Réunion du 3 novembre 2009 à 14h30
Entreprise publique la poste et activités postales — Exception d'irrecevabilité

Photo de Marie-France BeaufilsMarie-France Beaufils :

Le Conseil constitutionnel a eu l’occasion de revenir sur ces notions à l’occasion de la loi relative au secteur de l’énergie, qui privatisait GDF, en dépit des belles promesses du ministre de l’économie, des finances et de l’industrie d’alors, devenu depuis Président de la République !

Mais c’est une jurisprudence plus ancienne du Conseil constitutionnel qui explicite les notions de monopole de fait et de service public national. La Poste revêt ces deux caractères et, à ce titre, le neuvième alinéa du préambule de la Constitution de 1946 doit être respecté.

Dans sa décision du 26 juin 1986, le Conseil constitutionnel a jugé que la notion de monopole de fait « doit s’entendre compte tenu de l’ensemble du marché à l’intérieur duquel s’exercent les activités des entreprises ainsi que de la concurrence qu’elles affrontent dans ce marché de la part de l’ensemble des autres entreprises ».

Historiquement, que ce soit au travers de l’administration des PTT ou de la création de l’établissement public en 1991, La Poste a toujours eu le monopole de l’activité postale. Elle détient donc une position prépondérante, pour ne pas dire exclusive, dans le secteur de l’activité postale, qu’il s’agisse de la collecte, du tri, du transport ou de la distribution des envois postaux, secteur représentant la majorité de son activité globale.

La Poste exploite un service public national du fait du législateur, et une partie de son activité peut être rattachée au service public constitutionnel de la justice.

Sur ce point, on sait que la jurisprudence constitutionnelle est très restrictive en ce qui concerne la qualification de services publics constitutionnels.
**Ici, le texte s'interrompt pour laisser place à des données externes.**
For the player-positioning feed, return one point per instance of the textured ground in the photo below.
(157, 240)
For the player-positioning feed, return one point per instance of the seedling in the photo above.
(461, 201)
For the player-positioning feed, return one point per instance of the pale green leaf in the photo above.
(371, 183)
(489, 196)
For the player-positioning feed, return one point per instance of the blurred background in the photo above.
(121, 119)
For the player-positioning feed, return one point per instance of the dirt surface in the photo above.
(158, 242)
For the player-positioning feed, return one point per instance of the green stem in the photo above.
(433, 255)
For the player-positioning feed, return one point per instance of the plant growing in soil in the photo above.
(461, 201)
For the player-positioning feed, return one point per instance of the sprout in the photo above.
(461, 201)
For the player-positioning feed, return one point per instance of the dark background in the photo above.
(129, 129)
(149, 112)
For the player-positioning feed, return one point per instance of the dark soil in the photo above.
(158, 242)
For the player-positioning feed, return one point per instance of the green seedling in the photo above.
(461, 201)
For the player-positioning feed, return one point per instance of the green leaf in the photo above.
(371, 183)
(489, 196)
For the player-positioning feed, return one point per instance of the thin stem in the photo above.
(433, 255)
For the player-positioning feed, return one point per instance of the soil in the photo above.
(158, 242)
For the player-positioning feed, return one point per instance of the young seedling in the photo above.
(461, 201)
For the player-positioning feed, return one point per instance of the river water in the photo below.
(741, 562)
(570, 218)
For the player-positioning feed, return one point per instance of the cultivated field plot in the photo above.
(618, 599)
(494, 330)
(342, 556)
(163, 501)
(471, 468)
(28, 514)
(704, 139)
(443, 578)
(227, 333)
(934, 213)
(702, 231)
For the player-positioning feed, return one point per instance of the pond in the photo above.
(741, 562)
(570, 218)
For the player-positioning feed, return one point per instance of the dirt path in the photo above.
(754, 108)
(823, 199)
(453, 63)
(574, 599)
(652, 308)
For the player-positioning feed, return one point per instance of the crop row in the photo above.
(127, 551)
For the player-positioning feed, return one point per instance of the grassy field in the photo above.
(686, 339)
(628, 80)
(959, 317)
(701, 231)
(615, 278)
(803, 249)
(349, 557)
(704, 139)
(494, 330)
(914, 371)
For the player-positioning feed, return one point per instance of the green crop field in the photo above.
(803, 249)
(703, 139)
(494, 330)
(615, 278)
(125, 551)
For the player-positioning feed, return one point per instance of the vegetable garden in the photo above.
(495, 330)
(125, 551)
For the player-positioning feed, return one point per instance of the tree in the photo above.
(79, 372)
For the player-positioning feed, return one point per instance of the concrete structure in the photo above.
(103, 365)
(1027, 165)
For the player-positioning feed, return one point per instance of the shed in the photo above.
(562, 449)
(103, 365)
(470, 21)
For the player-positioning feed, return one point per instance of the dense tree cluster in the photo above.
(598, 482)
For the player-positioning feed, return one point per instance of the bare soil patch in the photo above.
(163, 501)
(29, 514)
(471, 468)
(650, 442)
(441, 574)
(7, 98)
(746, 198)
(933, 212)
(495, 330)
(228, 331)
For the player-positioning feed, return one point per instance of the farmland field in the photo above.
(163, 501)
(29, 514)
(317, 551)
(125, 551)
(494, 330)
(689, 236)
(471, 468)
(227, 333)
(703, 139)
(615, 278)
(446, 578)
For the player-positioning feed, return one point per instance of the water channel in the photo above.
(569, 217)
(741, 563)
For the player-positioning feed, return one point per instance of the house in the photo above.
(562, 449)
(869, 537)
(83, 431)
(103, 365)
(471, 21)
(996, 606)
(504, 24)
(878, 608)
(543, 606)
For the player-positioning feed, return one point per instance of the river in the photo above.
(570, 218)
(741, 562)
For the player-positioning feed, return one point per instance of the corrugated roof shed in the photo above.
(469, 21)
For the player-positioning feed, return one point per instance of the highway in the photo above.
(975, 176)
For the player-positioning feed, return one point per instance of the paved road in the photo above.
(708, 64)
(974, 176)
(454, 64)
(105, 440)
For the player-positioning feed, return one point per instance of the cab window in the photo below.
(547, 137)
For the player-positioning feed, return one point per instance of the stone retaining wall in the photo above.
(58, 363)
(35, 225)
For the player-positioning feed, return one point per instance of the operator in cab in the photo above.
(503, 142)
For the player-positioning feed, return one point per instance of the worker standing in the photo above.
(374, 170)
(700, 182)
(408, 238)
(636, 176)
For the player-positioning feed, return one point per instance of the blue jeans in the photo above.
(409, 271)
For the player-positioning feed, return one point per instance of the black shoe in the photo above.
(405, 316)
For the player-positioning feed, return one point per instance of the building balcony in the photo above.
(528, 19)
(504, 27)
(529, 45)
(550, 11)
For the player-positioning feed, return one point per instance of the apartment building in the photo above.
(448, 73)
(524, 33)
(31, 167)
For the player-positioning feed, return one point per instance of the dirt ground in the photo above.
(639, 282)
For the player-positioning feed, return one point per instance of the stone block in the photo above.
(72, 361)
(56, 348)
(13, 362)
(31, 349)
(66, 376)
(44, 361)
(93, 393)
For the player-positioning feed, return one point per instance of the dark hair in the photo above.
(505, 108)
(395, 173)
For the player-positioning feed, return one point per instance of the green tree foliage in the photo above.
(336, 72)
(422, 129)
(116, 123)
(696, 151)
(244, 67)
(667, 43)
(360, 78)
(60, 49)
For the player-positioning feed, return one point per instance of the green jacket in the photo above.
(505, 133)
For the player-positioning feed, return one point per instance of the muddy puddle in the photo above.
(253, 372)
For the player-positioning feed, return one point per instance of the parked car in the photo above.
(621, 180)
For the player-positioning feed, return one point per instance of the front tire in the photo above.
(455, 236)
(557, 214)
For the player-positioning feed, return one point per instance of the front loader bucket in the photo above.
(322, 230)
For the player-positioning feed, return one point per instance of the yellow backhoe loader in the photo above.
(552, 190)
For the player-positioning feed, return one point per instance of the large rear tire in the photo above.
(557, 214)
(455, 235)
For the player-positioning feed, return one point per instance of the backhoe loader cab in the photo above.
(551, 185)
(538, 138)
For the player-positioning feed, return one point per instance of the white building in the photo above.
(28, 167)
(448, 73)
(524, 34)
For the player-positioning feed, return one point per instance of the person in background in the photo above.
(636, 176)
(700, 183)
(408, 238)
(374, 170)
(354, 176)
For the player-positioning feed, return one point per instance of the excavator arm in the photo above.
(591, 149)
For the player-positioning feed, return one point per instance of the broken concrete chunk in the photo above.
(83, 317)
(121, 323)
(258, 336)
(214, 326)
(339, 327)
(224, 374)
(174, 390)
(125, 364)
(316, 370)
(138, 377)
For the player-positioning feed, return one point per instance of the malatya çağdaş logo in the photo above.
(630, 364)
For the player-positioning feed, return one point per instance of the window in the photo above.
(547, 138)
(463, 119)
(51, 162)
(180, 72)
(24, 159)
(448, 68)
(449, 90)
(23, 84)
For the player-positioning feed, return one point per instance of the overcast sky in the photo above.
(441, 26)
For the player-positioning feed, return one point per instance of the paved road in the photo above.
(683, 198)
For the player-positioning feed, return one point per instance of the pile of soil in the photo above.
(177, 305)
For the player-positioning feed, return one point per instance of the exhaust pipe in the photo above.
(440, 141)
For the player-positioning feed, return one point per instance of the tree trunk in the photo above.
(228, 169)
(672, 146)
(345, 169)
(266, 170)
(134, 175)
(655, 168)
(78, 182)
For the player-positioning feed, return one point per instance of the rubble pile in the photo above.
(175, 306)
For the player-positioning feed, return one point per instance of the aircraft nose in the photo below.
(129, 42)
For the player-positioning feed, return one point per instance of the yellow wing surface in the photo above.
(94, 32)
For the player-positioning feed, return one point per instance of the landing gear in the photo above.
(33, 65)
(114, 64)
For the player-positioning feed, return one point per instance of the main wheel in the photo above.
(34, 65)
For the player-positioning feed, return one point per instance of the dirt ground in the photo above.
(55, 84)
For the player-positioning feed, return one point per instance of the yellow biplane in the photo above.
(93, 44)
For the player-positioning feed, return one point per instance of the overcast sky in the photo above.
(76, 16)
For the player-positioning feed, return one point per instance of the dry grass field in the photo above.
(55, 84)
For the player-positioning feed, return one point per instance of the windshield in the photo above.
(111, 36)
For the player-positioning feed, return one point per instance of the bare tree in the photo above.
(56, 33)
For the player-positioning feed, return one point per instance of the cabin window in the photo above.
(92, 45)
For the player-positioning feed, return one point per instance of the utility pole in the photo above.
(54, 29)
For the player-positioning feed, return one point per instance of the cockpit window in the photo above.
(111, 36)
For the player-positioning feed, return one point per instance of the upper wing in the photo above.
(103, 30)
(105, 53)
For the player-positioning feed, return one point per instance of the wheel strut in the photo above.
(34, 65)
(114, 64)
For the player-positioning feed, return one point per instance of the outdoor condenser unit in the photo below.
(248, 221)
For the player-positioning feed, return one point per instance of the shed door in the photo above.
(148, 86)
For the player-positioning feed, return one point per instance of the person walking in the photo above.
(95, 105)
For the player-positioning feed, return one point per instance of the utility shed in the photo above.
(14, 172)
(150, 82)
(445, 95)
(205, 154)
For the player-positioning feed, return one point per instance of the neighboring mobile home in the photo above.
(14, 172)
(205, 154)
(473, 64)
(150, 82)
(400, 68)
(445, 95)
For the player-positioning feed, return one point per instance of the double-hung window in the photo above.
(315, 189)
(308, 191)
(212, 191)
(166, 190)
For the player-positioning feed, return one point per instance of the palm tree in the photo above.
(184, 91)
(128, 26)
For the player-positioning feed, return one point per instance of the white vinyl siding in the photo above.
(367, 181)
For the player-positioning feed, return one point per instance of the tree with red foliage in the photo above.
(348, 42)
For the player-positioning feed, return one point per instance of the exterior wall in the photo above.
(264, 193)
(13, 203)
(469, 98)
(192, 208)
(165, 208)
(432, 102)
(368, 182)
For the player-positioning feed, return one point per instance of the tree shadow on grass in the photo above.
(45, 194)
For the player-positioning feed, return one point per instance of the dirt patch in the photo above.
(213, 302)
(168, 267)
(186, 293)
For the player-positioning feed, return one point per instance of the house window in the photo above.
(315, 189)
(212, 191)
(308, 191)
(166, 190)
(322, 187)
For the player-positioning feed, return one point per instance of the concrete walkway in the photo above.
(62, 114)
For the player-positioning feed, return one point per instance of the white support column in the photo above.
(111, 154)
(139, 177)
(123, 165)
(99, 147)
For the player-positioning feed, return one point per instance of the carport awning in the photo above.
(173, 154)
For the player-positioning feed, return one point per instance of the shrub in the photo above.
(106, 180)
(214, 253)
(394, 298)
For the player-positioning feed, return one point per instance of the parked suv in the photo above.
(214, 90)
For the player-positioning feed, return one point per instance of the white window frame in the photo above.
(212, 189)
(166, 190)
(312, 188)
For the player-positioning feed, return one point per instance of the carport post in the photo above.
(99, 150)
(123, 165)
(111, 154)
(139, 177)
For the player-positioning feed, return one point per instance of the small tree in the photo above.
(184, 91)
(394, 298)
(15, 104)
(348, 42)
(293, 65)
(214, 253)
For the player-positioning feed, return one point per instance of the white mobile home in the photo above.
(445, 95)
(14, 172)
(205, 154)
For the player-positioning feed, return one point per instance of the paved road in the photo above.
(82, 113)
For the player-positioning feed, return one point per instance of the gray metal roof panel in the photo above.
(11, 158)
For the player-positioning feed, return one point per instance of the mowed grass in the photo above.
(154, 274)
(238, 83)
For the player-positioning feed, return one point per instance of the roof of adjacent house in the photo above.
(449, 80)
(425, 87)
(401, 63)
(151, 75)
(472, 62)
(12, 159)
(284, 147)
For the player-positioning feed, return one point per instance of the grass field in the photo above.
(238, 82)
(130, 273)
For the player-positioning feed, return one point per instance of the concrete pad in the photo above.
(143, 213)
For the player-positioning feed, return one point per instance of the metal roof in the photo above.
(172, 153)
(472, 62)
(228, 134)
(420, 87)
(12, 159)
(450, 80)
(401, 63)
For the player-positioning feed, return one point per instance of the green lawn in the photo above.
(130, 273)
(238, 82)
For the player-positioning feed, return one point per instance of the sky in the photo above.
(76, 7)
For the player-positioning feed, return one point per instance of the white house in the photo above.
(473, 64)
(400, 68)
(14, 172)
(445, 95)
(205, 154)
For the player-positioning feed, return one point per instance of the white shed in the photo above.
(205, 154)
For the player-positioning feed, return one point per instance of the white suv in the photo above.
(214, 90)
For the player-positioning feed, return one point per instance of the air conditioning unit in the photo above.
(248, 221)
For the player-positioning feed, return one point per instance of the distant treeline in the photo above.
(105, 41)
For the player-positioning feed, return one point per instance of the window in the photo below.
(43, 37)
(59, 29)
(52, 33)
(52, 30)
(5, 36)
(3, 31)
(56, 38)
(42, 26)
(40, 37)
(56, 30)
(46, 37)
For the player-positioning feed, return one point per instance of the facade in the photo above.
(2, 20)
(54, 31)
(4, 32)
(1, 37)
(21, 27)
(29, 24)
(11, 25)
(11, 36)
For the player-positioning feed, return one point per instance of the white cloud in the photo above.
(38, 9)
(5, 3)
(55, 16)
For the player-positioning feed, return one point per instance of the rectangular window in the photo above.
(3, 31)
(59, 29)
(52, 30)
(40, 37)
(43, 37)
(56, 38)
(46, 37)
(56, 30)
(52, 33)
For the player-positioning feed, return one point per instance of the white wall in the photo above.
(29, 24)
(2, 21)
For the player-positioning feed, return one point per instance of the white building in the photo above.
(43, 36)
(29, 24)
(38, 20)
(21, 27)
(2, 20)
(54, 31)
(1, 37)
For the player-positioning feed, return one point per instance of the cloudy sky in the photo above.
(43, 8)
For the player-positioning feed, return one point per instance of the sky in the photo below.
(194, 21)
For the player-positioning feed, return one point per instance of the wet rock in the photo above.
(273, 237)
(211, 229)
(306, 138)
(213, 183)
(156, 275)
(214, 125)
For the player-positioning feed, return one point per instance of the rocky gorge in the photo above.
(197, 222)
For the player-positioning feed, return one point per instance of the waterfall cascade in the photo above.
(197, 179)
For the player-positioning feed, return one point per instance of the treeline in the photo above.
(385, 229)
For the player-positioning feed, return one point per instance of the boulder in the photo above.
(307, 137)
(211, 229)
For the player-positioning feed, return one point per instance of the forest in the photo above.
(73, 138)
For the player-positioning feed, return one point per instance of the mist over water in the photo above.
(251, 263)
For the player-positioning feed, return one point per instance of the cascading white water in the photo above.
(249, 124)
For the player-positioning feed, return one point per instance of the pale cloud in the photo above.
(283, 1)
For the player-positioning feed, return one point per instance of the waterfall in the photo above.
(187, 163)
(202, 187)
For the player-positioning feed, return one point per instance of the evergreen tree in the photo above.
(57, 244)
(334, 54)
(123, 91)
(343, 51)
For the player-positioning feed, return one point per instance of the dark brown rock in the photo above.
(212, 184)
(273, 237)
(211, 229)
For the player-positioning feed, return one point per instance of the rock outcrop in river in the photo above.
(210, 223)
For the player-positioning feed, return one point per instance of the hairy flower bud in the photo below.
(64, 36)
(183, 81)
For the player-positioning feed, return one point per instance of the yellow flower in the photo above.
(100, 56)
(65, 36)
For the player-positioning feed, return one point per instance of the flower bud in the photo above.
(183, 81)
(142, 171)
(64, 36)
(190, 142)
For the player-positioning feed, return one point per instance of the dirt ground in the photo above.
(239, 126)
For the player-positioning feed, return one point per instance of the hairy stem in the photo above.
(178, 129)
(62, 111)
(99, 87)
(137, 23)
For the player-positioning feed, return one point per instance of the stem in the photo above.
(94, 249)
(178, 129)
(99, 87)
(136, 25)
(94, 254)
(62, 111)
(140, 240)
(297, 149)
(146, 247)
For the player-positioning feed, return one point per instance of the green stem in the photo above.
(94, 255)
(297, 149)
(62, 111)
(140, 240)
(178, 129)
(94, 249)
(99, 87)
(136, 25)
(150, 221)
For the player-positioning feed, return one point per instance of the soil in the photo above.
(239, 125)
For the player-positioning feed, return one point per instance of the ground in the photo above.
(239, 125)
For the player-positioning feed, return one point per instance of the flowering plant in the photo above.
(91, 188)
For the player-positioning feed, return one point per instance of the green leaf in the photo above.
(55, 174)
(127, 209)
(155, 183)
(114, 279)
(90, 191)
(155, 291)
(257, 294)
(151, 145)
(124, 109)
Ces derniers étant, pour l’essentiel, des services publics régaliens, ils ne peuvent faire l’objet d’une privatisation.

Certaines activités postales doivent être considérées comme se rattachant à des services publics nationaux constitutionnels. Je pense au service public de la justice : la lettre recommandée est une formalité légale obligatoire créatrice d’effets juridiques en termes de délai et de preuve. Elle constitue également une formalité obligatoire dans la citation en justice : baux ruraux, tribunaux d’instance, prud’hommes.

Or l’article 19 du projet de loi, qui tend à supprimer l’article L. 3-4 du code des postes et des communications électroniques, confirme la volonté du Gouvernement de privatiser cette activité de La Poste et de la faire échapper à tout contrôle, même réglementaire.

Monsieur le rapporteur, vous ne serez pas insensible à cette question, puisque vous aviez vous-même défendu, lors de l’examen de la loi de 2005, un amendement visant à réserver cette activité à La Poste.

L’article 1er du projet de loi, qui ouvre la voie à la privatisation de La Poste, combiné à l’article 19 du même texte, constitue donc une violation du neuvième alinéa du préambule de la Constitution de 1946.

Il existe des services publics nationaux autres que constitutionnels, qui tombent aussi sous la protection du préambule de la Constitution de 1946.

Il ressort de la jurisprudence de 1986, notamment de son considérant 53, que « si la nécessité de certains services publics nationaux découlent de principes ou de règles à valeur constitutionnelle, la détermination des autres activités qui doivent être érigées en service public national est laissée à l’appréciation du législateur ou de l’autorité réglementaire selon les cas ».